The mergeSortAndCount method is a recursive function that divides the input array into two halves, calls itself to sort and count inversions in each half, and then merges the two sorted halves while counting inversions that occur across the two halves. The recursion continues until the array is reduced to individual elements, which are inherently sorted.
The mergeAndCount method is responsible for merging two sorted subarrays and counting the inversions that occur during the merge. The subarrays are defined by the indices left, mid, and right. The method uses two pointers, i for the left subarray and j for the right subarray, and a third pointer, k, for the merged array.
During the merging process, if the element at index i is less than or equal to the element at index j, it is copied to the merged array. However, if the element at index i is greater than the element at index j, it indicates that all remaining elements in the left subarray (from index i to mid) form inversions with the current element in the right subarray. The inversion count is updated accordingly.
After the merging process, any remaining elements from the left or right subarray are copied into the merged array, and the merged array is copied back to the original array. The inversion count is then returned.

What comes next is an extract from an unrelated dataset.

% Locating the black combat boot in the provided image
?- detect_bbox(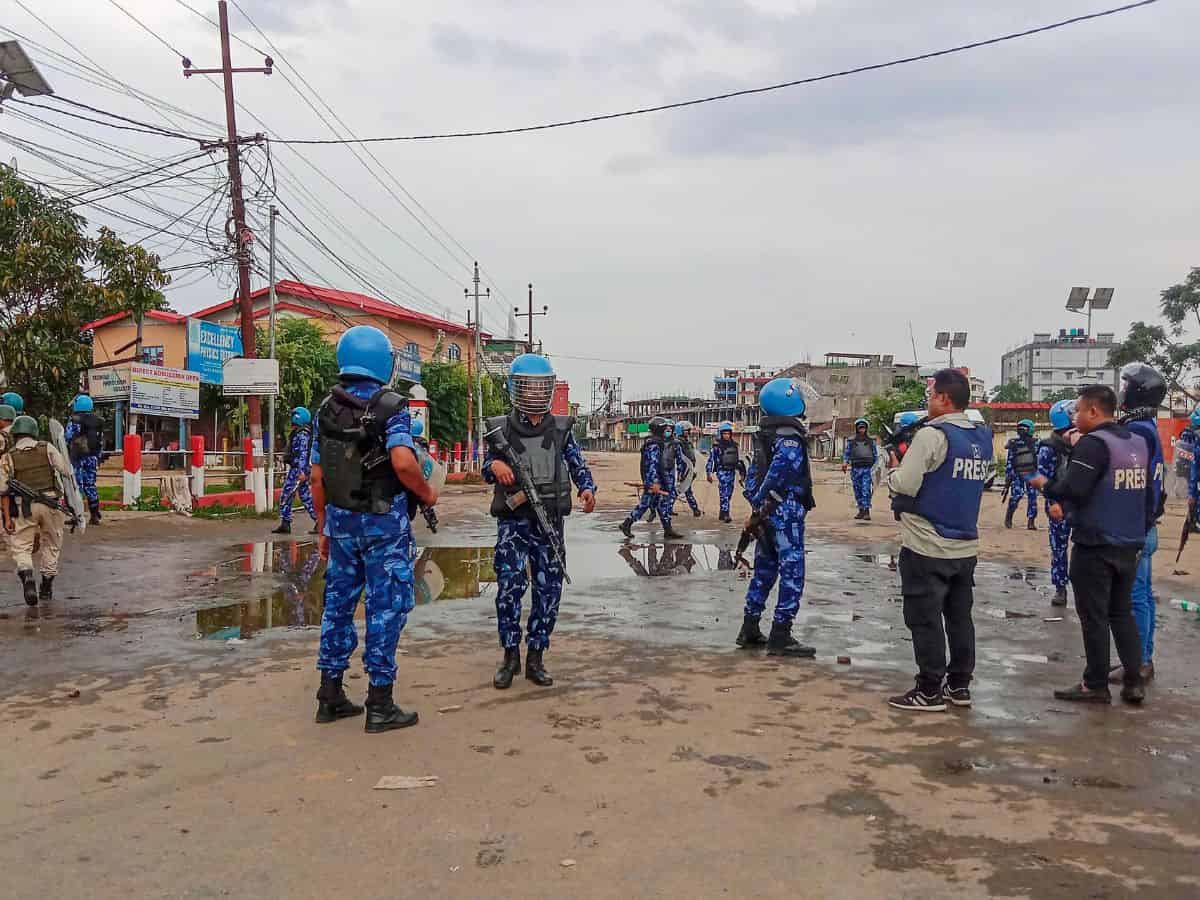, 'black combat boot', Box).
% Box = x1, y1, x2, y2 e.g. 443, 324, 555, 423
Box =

The main method initializes an example array {8, 4, 2, 1} and a temporary array temp used during the merging process. The mergeSortAndCount method is called, and the total number of inversions is printed. For this input array, the output is Number of inversions: 6, as there are six pairs where a larger number precedes a smaller number.
3.1.2 Code Output
The code when executed give the following output:
Number of inversions: 6
4. Comparison
| Approach | Time Complexity | Space Complexity | Advantages | Disadvantages |
|---|---|---|---|---|
| Brute-Force | O(n2) | O(1) | Simple to implement | Inefficient for large arrays |
| Divide-And-Conquer | O(n log n) | O(n) | Efficient for large arrays, scales well | Requires additional space for temporary arrays |
5. Conclusion
Counting inversions in an array can be achieved using either a brute-force or an optimized approach. The brute-force method is straightforward but inefficient for large arrays, while the divide-and-conquer method is highly efficient and scales well. Use the optimized approach when dealing with large datasets to achieve better performance.